Location: 35°7'24.85"N, 75°21'12.35"W (35.12357, -75.35343)
Depth: 110 feet
Vessel Type: Tanker
Length: 509 feet Breadth: 70 feet
Gross Tonnage: 11,628 Cargo: 110,000 barrels fuel oil
Built: 1928, Sun Shipbuilding and Drydocks Co., Chester, Pa., USA
Hull Number: 107 Port of Registry: Wilmington, Del.
Owner: Texaco - The Texas Co.
Lloyd's Register Details: Two diesel engines, dual shaft, two screws
Former Names: Mary Ellen O'Neil (California Petroleum Co., 1928-1929)
Date Lost: March 16, 1942
Sunk By: U-332 Survivors: 36 of 40 survived (4 dead)
Data Collected on Site: Still and video photography; high resolution multibeam
Significance: Casualty of World War II's Battle of the Atlantic
The remains of Australia have a small section of high relief, located at the stern of the vessel. Site conditions, including shifting sands due to its location, cover up the vast majority of any remaining sections of the vessel. At a depth of 110 feet and located in a dynamic zone, site conditions can vary from year to year.

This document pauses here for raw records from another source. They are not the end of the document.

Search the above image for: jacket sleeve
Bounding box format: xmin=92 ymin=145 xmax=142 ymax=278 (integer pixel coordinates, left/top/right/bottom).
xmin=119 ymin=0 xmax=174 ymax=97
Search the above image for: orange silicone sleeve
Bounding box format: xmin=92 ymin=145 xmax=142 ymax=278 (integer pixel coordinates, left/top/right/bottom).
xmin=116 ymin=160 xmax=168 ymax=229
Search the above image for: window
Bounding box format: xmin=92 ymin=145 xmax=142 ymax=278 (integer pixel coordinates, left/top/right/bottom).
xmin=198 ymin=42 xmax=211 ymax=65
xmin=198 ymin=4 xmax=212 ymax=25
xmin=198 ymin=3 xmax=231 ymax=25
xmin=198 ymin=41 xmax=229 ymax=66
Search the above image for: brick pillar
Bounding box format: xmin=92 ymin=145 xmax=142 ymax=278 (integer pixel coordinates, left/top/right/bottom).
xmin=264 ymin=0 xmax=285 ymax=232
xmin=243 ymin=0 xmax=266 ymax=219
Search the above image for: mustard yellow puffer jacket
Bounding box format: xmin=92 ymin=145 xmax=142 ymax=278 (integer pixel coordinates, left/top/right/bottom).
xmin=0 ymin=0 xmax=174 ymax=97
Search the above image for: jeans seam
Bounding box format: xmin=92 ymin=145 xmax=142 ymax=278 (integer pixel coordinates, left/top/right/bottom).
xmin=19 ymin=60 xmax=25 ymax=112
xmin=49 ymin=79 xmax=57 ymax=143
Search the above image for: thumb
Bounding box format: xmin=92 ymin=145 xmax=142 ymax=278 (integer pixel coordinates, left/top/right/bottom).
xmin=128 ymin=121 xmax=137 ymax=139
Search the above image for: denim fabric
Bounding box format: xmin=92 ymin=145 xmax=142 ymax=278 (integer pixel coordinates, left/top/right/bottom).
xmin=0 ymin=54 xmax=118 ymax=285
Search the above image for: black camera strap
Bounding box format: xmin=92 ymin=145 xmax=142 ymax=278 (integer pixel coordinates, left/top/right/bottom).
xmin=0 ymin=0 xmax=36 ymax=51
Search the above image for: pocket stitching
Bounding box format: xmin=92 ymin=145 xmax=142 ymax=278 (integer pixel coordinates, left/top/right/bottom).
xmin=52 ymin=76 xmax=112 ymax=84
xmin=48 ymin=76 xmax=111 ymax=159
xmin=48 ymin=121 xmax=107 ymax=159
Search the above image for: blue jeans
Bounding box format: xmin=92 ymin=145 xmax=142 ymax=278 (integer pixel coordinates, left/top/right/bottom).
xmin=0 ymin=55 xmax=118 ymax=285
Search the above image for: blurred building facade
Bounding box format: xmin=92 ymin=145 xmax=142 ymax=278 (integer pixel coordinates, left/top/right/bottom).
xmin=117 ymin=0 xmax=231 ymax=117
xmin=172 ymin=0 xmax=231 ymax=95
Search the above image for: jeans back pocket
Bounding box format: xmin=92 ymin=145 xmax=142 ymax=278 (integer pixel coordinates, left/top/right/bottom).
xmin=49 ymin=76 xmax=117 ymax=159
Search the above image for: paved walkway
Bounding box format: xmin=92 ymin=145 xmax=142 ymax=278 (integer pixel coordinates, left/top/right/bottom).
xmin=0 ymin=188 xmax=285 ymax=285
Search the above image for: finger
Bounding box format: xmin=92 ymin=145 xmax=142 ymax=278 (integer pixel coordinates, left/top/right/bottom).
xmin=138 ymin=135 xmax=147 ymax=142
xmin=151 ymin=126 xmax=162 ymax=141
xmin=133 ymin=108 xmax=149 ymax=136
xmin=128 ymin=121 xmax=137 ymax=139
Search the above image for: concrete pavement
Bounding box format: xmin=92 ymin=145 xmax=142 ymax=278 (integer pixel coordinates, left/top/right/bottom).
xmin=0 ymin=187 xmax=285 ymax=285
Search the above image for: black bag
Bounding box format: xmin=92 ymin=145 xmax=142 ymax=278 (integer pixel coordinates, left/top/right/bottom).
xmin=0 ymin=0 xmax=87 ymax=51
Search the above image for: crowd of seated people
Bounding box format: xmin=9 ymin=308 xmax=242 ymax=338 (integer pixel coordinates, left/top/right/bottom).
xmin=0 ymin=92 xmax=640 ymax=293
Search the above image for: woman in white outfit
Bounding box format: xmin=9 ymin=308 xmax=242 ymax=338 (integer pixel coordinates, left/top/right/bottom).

The amdiships section of the wreck site can be buried and uncovered at various points throughout the year. The bow section, when uncovered, is the second most prominent section of the wreck site.
Australia was an American tanker of 11,628 tons built in 1928 and originally named Mary Ellen O'Neil. It was renamed Australia in 1929 for the Texas Co, Wilmington, Del., Texaco. On March 16, 1942, Australia was sailing from Port Arthur, Texas to New Haven, Conn., loaded with 110,000 barrels of fuel oil. The tanker was sailing alone and unarmed. As it approached the Diamond Shoals of the North Carolina coast, the crew was fully aware of the dangers of German U-boats because of radio reports from the torpedoed ships Olean and Ario.
Suddenly, a single torpedo from U-332 struck on the starboard side and exploded in the machinery room, rupturing fuel lines and shattering auxiliary pipes. Four men on watch in the engine room were killed instantly. The crew was ordered to abandon ship, and they made it into three lifeboats. About an hour and a half after the attack, 36 survivors were picked up and brought to shore. Survivors reported seeing the vessel with the stern resting on the bottom with the bow afloat and none of its cargo holds ruptured.
With part of Australia above water, a salvage tug, Relief (SP-2170) was dispatched to inspect the damage. It reported it was a total loss. The ship later broke apart and sunk, with evidence of it being further broken apart in 1954.